"Nay, William, nothing of the kind," replied Algernon Grey. "We are all upon the search for happiness, you and I alike; and each must seek his in his own way. I thank you for all the trouble you have taken; but birds when they are free will use their wings; and so will I to-morrow. I have not been so long accustomed to a cage as to love its neighbourhood."

"Stay, stay," cried Lovet. "Your pardon, my good cousin! I am not on the search for happiness; that is a wild-goose chase, always beginning, never ending; still disappointing, offering fruition nowhere. Pleasure, pleasure is what I seek--the honey that is in every flower. If we exhaust one, why let us fly on to another. The bee for ever, Algernon! That industrious insect is my emblem. Good faith! I win ask the heralds if I may not put it in my arms. Like it, I seek the sweets of life, wherever they are to be found; and the wild thyme, or the cultivated rose is all the same to me."

"But a spendthrift-bee," answered Algernon Grey; "for you lay up no store for the future, but consuming all the honey that you find, and building no waxy cells for future years. After all, the emblem is not a pleasant one; for were you as thrifty as the best, our master, Fate, would come and smoke you in the hive."

"I will give him no cause," answered Lovet, gaily; "for I will eat my honey while I have got it, and hoard none to tempt his ruthless hands. But a truce to bantering, Algernon; I have really laboured hard to set you free, thinking that a much better way of spending my time than piping to you in prison, like Blondel to good King Richard. But now what is it you intend to do? I have trusted and hoped, that a few hours' quiet reflection, in an airy room up three pair of stairs, would turn the fresh must of your young proprieties to good sound wine, and teach you that where you have all before you that can make life happy, it is needless to go, like a drunken man with a purse full of gold, and flip the ducats with your thumb-nail into a draw-well."

"What do you mean?" asked his cousin; "I intend to throw nothing away that is good. Base coin is as well in a draw-well as anywhere else."

"Nay, nay, be frank," exclaimed Lovet; "I mean that you do not surely intend to quit this place so soon as you have once threatened."

"I see no reason why I should stay," answered Algernon Grey.

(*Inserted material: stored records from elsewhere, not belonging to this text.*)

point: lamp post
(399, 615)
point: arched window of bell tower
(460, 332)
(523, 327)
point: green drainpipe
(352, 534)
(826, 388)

"What! not love?" cried the other. "Nay, my good cousin, do not look detected! Can you suppose, that I have not seen, that I do not know? By every sign and token, from an untied collar, to a hat put on wrongside before--from a sigh in the middle of a well-turned sentence, to an answer made as irrelevant to the purpose as an old maid's comment on last Sunday's sermon, you are in love, man--up to the neck in that soft quagmire, love. And, good faith! I must own, too, that, considering your inexperience of such things, and the resistance of your nature to all sweet influences, you have not chosen amiss--bright eyes, sweet lips, a cheek like a ripe peach, hair bright and glossy as the sunshine on a bank of moss, a form that might have made Helen envious, and false Paris doubly false."

Algernon Grey seated himself at the table again, and leaned his head upon his hand, with his eyes thoughtfully bent down, and a red spot in his cheek. He would not, he could not say that he did not love; but he was pained that his clear-sighted cousin had divined the truth.

In the mean time Lovet proceeded, seeing clearly that Algernon did not listen; but trusting that a word or two at least would fall through the inattentive ear upon the mind, and produce, perhaps, a more lasting effect than if they were listened to and answered.